As the Holocaust slips out of living memory into the history books, time is apparently blunting the realities of the gas chambers so much that it is possible for some visitors to contemplate passing straight from shedding a few tears at the camp to marvelling at dwarves carved from rock salt.

It is clear that the visitors are going straight from the reconstructed gas chamber in the main Auschwitz camp to the salt mine.  They are electing not to see the ruins of the four homicidal gas chambers at Auschwitz-Birkenau.

But the main message in this news article is that the Auschwitz memorial site is now concentrating on the evil Nazi perpetrators, and not so much on displays of toothbrushes and other items that the victims brought with them to the camp.

My 1998 photo of the suitcases displayed at the Auschwitz main camp

My 1998 photo of the suitcases displayed at Auschwitz

My 1998 photo of the shoes displayed at Auschwitz main camp

My 1998 photo of the shoes displayed at Auschwitz

This quote is from the news article:

Better protected relics will be part of the new exhibition, along with an exploration of the only aspect of Auschwitz’s gruesome history the museum has ignored until now. “The current exhibition has one great fault: it almost entirely leaves out the perpetrators,” said [Piotr] Cywinski, bemoaning the absence of details about the men who built and ran the camp.
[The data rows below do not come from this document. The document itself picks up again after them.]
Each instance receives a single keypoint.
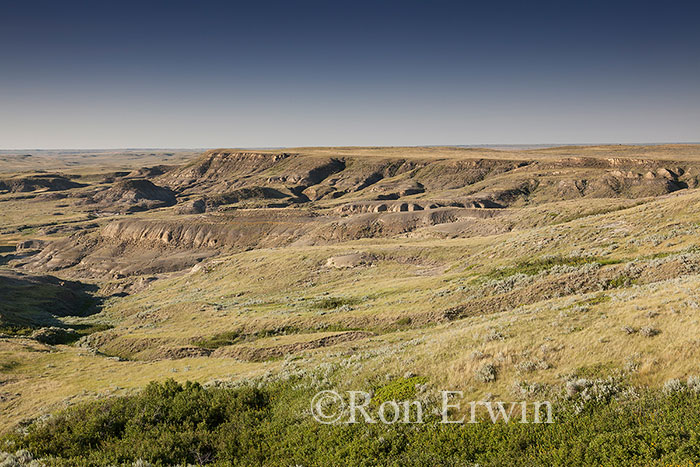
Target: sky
(200, 74)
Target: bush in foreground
(169, 423)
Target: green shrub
(169, 423)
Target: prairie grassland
(538, 323)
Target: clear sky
(114, 74)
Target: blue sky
(264, 74)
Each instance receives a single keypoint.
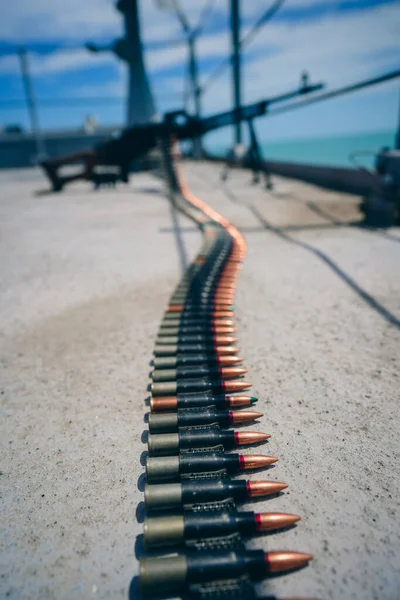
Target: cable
(208, 8)
(263, 20)
(267, 16)
(338, 92)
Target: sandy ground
(84, 280)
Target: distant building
(18, 150)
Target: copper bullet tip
(229, 360)
(256, 461)
(238, 401)
(227, 340)
(232, 372)
(257, 489)
(223, 330)
(235, 386)
(286, 561)
(165, 404)
(250, 437)
(271, 521)
(242, 416)
(221, 350)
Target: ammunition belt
(201, 297)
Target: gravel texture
(84, 280)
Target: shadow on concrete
(180, 244)
(370, 300)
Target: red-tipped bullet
(271, 521)
(277, 562)
(256, 461)
(234, 386)
(232, 372)
(242, 416)
(258, 489)
(250, 437)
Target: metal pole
(397, 141)
(236, 63)
(193, 71)
(140, 104)
(31, 102)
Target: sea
(346, 150)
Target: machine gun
(135, 142)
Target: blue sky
(337, 41)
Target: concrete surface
(85, 278)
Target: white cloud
(49, 19)
(58, 62)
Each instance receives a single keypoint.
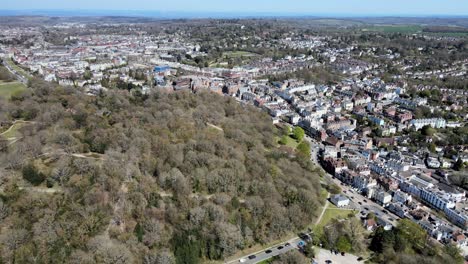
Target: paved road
(323, 255)
(275, 251)
(18, 76)
(363, 204)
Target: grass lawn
(9, 89)
(332, 212)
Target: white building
(433, 122)
(340, 200)
(382, 197)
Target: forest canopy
(159, 178)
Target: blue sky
(306, 7)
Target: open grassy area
(290, 142)
(332, 213)
(11, 88)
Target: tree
(454, 252)
(304, 149)
(343, 244)
(298, 134)
(32, 175)
(309, 250)
(283, 140)
(459, 165)
(139, 232)
(334, 188)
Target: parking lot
(365, 205)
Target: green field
(332, 213)
(394, 29)
(9, 89)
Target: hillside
(130, 178)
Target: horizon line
(207, 14)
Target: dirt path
(327, 203)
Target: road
(275, 251)
(323, 254)
(365, 205)
(358, 202)
(18, 76)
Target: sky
(302, 7)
He has been told by some survivors that the exhibition’s creators did not want to be reminded of their tormentors and by others that they only want to remember the victims. But for visitors today trying to grasp how the horrors of Auschwitz unfolded, it is a gaping hole. “How was it possible that normal people, fathers of families, started murdering people on an industrial scale? This question cannot be put aside,” said [Piotr] Cywinski.

Rudolf Hoess the Commandant of Auschwitz

Rudolf Hoess the Commandant of Auschwitz

It is hard to understand how a nice looking man like Rudolf Hoess, shown in the photo above, could murder Jews on an industrial scale, but today’s tourists must be told that he did.
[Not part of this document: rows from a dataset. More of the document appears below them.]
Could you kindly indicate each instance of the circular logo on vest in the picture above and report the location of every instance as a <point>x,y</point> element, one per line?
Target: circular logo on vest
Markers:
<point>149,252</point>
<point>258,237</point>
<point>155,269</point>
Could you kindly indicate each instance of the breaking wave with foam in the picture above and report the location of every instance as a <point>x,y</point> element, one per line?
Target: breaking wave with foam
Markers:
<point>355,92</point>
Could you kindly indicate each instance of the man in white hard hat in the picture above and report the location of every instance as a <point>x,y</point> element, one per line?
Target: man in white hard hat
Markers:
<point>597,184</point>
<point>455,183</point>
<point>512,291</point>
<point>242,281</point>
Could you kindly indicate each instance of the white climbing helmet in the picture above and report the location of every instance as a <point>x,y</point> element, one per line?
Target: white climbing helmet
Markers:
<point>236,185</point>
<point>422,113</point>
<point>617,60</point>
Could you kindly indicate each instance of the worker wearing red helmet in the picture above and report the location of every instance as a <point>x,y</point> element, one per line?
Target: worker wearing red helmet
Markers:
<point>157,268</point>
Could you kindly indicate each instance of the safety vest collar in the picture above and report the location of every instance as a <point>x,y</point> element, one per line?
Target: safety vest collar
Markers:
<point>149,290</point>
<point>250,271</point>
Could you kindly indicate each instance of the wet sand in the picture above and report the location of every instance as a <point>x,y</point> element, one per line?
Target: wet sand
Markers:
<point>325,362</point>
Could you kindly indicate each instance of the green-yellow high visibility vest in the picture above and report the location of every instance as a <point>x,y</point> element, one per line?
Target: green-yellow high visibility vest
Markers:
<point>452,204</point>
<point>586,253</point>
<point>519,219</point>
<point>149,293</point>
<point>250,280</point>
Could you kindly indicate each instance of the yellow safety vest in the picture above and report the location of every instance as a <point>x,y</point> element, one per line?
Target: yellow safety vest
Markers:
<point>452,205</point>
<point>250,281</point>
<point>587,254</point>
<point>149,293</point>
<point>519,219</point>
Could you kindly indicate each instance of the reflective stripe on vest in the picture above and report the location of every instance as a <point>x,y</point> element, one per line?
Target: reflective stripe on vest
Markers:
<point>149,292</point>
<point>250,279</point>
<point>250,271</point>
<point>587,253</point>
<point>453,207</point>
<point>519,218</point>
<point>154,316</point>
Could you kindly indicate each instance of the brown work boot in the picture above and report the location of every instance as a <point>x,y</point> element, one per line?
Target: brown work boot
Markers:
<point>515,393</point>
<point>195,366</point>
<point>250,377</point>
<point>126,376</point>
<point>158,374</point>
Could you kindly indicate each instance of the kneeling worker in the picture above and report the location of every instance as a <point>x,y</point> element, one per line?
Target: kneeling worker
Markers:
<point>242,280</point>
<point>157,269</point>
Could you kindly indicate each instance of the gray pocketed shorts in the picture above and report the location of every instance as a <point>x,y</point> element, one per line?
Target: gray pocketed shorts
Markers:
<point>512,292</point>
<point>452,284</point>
Three evil SS men who murdered 1.1 million people at Auschwitz

Three evil SS men who were responsible for murdering 1.1 million people at Auschwitz

This final quote is from the news article:

With an office looking out on a gas chamber, [Piotr] Cywinski is constantly reminded of why he has chosen such a difficult job. “We throw accusations against people who were bystanders, who did nothing at that time, and then how do we look in the light of that period?” he asks. “When we look at genocide or tragedy or famine or totalitarian regimes, our silence today is indefensible. And we know how it ends, what is the outcome for the victims, because Europe went through that history 70 years ago.
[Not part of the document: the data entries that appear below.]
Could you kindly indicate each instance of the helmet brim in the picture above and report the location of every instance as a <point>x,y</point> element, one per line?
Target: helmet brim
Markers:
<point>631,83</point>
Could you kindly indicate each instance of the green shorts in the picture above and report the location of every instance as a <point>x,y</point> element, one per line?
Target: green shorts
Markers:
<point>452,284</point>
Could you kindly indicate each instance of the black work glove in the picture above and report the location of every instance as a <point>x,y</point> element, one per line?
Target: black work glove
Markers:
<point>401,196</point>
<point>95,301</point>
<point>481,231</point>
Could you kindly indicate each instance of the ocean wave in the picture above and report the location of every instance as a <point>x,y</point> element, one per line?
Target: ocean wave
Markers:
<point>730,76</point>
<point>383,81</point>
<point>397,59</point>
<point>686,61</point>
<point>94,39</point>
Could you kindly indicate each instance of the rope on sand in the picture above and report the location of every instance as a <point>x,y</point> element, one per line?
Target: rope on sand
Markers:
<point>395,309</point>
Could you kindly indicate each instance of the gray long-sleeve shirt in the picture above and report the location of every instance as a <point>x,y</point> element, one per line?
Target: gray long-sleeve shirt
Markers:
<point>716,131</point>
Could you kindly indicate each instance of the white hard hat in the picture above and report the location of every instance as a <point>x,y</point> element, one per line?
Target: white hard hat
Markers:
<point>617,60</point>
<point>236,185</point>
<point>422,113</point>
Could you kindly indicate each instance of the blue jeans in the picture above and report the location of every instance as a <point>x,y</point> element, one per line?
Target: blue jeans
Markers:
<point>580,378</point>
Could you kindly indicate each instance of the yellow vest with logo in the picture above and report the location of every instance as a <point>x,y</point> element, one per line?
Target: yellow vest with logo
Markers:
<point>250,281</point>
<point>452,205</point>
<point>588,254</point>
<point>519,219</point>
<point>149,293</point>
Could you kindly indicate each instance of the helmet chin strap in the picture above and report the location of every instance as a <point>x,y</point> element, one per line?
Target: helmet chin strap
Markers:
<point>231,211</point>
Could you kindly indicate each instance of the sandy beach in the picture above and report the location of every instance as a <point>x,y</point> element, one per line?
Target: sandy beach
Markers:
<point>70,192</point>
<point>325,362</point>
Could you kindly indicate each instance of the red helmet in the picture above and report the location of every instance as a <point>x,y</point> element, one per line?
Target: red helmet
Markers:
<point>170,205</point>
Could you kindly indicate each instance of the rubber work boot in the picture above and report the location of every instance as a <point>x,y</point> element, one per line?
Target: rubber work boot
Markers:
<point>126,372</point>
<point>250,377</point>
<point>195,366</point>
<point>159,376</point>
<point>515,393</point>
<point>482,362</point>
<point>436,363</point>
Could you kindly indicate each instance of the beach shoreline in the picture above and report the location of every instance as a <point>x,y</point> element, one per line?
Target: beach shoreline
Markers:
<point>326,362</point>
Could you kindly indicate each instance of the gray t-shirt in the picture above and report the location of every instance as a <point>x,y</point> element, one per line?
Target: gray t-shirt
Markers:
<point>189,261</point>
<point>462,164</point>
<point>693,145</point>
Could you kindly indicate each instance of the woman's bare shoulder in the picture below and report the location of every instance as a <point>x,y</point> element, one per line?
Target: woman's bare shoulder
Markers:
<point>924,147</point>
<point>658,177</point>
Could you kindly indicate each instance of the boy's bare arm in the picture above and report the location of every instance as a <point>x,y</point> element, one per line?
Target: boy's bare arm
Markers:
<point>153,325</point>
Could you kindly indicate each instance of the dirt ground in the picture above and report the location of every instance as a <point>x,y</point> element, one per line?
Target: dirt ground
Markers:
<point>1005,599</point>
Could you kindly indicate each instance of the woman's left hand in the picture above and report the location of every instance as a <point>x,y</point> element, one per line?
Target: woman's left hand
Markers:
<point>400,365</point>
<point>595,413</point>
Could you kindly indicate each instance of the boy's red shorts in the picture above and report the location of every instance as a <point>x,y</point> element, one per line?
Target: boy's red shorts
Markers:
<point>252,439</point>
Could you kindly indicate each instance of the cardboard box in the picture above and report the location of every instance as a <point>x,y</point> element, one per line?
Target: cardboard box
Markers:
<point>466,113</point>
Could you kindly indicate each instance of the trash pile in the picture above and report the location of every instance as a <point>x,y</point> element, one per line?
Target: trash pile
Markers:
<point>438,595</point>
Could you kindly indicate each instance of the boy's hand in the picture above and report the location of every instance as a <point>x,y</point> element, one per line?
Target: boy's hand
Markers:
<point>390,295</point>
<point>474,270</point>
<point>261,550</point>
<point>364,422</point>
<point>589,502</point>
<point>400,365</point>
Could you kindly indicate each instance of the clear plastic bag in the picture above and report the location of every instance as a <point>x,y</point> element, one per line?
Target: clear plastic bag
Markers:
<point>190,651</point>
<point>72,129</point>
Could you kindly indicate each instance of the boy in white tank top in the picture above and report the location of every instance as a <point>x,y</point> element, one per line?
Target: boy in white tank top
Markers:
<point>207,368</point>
Brick building behind the gas chamber in the main Auschwitz camp

Brick building behind the gas chamber in the main Auschwitz camp

The office of Piotr Cywinksi is probably located in the brick building behind the gas chamber in the main camp, which is shown on the far left in the photo. The gas chamber was on level ground, but had dirt piled over it to keep the bodies cool until they could be burned.

Wait a minute! What am I saying?  Of course this building, with the dirt piled up over it, was not a morgue where bodies had to be kept cool.  No, this is the original GAS CHAMBER in the Auschwitz main camp, which is now admitted to have been a reconstruction, done by the Soviet liberators of Auschwitz.

Photo, now owned by Getty Images, show Russian troops liberating the prisoners in the main Auschwitz camp

Photo, now owned by Getty Images, shows Red Army troops liberating the prisoners in the main Auschwitz camp

The photo above shows prisoners in the main Auschwitz camp being liberated by Soviet soldiers on January 27, 1945. At this time, the gas chamber in the main camp had been converted into a bomb shelter. The Soviets lost no time in converting the building into a gas chamber for tourists to see, and the rest is history.